Occupy the global computing power! Google Gemini was revealed to have five times the computing power of GPT-4, holding the TPU trump card to crush OpenAI

Source | Xinzhiyuan

Today, the famous SemiAnalysis analysts Dylan Patel and Daniel Nishball came to break the inside story of the industry again.

And the entire AI community was once again shocked by this news: Compared with Google, OpenAI's computing power can only be said to be pediatrics——

Google's next-generation large-scale model Gemini has 5 times the computing power of GPT-4!

Large model research test portal

GPT-4 Portal (free of wall, can be tested directly, if you encounter browser warning point advanced/continue to visit):
Hello, GPT4!

According to Patel and Nishball, Google Gemini, which has been repeatedly revealed to be the killer of GPT-4, has started training on the new TPUv5 Pod, with a computing power of up to ~1e26 FLOPS, which is higher than the computing power of training GPT-4 5 times bigger.

Today, with TPUv5, Google has become the king of computing power. The number of TPUv5 in its hands is more than the sum of GPUs owned by OpenAI, Meta, CoreWeave, Oracle and Amazon!

Although TPUv5 is not as good as Nvidia's H100 in terms of single-chip performance, Google's most terrifying advantage is that they have efficient and huge infrastructure.

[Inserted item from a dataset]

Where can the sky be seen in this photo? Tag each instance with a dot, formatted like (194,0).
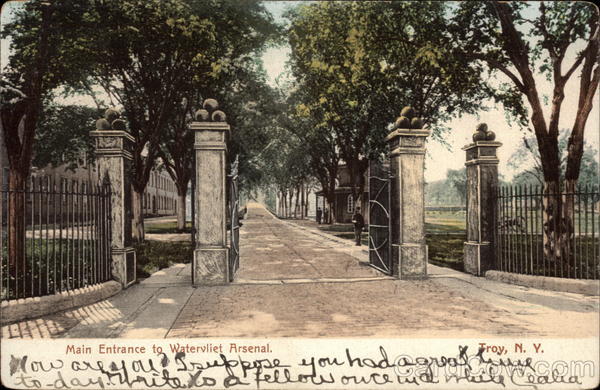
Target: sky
(439,158)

Unexpectedly, this revelation attracted Sam Altman's onlookers, and said, "It's unbelievable that Google let that guy named semianalysis publish their internal marketing/recruitment charts, it's so funny."

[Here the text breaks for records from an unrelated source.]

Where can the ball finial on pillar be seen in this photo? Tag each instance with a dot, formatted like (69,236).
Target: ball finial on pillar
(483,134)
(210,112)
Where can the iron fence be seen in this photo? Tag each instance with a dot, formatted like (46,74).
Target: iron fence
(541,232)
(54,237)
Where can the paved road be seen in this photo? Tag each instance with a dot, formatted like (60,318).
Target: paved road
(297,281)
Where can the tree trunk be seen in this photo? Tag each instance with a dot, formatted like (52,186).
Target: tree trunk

Some netizens said that this is only a commentary article, not actual news, but pure speculation.

However, the two manuscripts that Dylan Patel participated in before were all confirmed without exception, and caused an uproar in the industry. Whether it's Google's internal document leaks ("We don't have a moat, and neither does OpenAI")—

Google DeepMind CEO Demis Hassabis confirms the authenticity of Google's moat in an interview

It is still a big leak of insider information such as the structure and parameters of GPT-4——

Let's take a closer look at how many heavy inside information this breaking article will bring.

The sleeping giant Google has woken up

Noam Shazeer, one of the authors of Transformer's pioneering work "Attention is all you need", a key participant of LaMDA and PaLM, wrote an article inspired by the MEENA model.

In this article, he accurately predicted the changes that the birth of ChatGPT will bring to the world——LLM will become more and more integrated into our lives and devour global computing power.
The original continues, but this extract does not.